Ceruloplasmin is the most important serum protein that binds copper. Its absence causes rapid leaching of copper from the blood into tissues and excretion by the kidneys. Subsequently, enteral copper resorption increases, maintaining an excess of intake over loss. Copper is deposited mainly in the brain in the basal ganglia (neurological form, where symptoms of Parkinson's disease appear) and in the liver (hepatic form, leading to liver cirrhosis). Furthermore, copper is deposited in the cells of the proximal renal tubules (transport disorder, renal glycosuria, aminoaciduria, phosphate diabetes). In erythrocytes, copper causes disorders of individual enzymes (enzymopenic and hemolytic anemia). Diagnostically important is the deposition of copper salts in the cornea (Kayser-Fleischer corneal ring). Treatment involves penicillamine—a chelating agent with a high affinity for copper (excreted by the kidneys). Inheritance is autosomal recessive. In heterozygotes, the serum content is reduced by about 20%. The disease is among the most common hereditary anomalies.

Note: External link: Wilson's disease

β-globulin changes[edit | edit source]

Transferrin deficiency[edit | edit source]

A genetically determined synthesis disorder leads to impaired transport of iron in the serum, i.e., insufficient supply of iron to the hematopoietic tissue.
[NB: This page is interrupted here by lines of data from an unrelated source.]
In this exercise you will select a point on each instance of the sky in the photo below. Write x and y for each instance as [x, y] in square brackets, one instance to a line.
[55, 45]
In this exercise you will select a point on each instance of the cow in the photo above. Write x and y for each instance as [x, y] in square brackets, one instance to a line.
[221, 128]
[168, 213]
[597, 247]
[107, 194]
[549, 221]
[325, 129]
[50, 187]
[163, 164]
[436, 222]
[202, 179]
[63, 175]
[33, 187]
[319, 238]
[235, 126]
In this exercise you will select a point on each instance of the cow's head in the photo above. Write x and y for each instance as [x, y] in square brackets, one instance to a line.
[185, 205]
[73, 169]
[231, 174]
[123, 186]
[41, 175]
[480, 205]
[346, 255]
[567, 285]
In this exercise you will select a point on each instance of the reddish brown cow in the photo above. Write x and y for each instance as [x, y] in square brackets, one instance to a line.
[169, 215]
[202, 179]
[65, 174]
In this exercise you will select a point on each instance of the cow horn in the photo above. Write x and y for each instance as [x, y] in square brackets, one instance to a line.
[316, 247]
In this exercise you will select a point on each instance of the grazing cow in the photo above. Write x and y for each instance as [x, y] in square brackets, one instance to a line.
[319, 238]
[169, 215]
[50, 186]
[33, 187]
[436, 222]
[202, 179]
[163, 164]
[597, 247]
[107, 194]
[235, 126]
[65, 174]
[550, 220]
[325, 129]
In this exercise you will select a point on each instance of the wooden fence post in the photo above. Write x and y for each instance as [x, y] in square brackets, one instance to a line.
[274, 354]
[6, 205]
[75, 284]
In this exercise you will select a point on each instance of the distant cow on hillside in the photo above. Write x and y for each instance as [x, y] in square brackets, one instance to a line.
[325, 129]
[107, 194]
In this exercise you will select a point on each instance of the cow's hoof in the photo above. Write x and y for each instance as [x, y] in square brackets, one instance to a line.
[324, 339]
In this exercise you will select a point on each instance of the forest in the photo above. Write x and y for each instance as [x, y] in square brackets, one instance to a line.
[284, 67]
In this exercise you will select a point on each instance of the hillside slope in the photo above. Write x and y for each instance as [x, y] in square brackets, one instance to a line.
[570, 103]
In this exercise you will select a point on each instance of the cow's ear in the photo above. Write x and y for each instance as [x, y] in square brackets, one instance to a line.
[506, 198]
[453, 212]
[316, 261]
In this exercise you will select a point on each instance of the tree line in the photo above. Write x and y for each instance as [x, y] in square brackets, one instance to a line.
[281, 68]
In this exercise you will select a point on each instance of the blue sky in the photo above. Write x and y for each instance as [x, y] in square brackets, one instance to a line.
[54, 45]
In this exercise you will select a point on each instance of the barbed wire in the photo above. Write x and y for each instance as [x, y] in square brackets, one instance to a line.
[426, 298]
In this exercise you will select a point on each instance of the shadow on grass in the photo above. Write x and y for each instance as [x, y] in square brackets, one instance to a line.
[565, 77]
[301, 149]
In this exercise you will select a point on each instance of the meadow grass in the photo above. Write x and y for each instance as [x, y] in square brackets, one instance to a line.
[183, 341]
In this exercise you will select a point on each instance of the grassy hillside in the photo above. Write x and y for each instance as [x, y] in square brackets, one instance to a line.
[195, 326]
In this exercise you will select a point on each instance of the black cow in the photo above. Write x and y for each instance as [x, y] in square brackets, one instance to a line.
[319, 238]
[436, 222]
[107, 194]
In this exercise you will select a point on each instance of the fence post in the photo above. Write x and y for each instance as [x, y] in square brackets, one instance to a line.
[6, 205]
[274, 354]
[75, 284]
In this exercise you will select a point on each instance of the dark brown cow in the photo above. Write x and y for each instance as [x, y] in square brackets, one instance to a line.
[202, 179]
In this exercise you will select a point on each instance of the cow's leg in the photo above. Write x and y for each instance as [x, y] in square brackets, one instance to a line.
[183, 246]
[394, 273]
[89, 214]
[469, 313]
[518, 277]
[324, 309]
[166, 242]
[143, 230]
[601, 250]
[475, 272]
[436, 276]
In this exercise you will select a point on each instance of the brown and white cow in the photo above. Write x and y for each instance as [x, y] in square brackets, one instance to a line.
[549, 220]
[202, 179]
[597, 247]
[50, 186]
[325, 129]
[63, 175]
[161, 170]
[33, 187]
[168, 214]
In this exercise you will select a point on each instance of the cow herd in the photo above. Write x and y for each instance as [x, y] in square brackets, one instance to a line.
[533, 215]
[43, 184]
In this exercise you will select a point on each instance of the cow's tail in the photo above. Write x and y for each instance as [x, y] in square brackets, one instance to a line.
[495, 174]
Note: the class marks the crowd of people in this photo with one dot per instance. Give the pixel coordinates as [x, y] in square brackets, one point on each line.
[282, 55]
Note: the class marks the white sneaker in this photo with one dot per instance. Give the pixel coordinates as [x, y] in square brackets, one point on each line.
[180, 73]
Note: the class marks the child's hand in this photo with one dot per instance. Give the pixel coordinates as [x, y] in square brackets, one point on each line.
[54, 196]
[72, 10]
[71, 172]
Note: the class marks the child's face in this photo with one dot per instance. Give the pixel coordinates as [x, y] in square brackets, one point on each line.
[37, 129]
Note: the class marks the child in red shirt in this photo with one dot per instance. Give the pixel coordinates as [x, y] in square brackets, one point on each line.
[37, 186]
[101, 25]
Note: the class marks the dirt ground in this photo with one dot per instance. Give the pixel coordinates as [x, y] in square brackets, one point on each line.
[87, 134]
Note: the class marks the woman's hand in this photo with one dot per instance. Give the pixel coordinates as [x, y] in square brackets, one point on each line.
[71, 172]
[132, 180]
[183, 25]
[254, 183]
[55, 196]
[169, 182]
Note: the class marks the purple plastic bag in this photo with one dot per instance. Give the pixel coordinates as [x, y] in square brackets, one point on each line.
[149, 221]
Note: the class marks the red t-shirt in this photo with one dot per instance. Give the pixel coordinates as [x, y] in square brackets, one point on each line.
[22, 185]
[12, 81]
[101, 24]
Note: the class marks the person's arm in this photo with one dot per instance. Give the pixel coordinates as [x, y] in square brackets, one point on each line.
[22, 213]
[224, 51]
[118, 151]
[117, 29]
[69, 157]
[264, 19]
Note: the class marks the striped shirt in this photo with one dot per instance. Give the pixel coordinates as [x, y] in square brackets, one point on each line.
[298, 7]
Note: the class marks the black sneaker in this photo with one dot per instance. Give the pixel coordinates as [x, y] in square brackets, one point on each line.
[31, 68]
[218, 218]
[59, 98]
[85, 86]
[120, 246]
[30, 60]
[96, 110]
The result is iron-deficiency anemia and hemosiderosis. Autosomal dominant inheritance. A transient decrease in transferrin occurs during inflammation, malnutrition, and impaired hepatic proteosynthesis. An increase in transferrin is a reaction to iron deficiency in the body.

γ-globulin changes[edit | edit source]

Agammaglobulinemia[edit | edit source]

Hereditary form

X-linked. γ-globulins are almost completely absent in the serum, with levels below 100mg/100ml (normal is 1600mg/100ml). Plasma cells are absent in the bone marrow, spleen, and lymph nodes. This is likely a disorder of stem cell maturation into plasma cells (affected nucleotide metabolism). Manifestation occurs in children after the loss of protection from antibodies in breast milk. There is low resistance to bacterial infections (pneumonia, sepsis). Treatment involves i.m. injections of γ-globulins.

Acquired form

Rare. It manifests in adult men and women. γ-globulin levels are below 500mg/ml. Plasma cells are absent in the nodes. The spleen and liver are enlarged. Manifestations: Frequently recurring infections, susceptibility to autoimmune diseases.

Dysgammaglobulinemia[edit | edit source]

Some types of Ig are missing, while others occur in normal or increased concentrations. Most commonly, IgG or IgA is missing and IgM is increased (often with an increased number of plasma cells synthesizing IgM). Manifestations: Susceptibility to infections, thrombocytopenia, autoimmune-type hemolytic anemias.

Hyperimmunoglobulinemia[edit | edit source]

Increased levels of γ-globulins due to increased synthesis. Each clone of plasma cells produces only one Ig, and depending on the presence of the given protein types, we distinguish between:

  • monoclonal hyperimmunoglobulinemia (i.e., paraproteinemia) and
  • polyclonal hyperimmunoglobulinemia.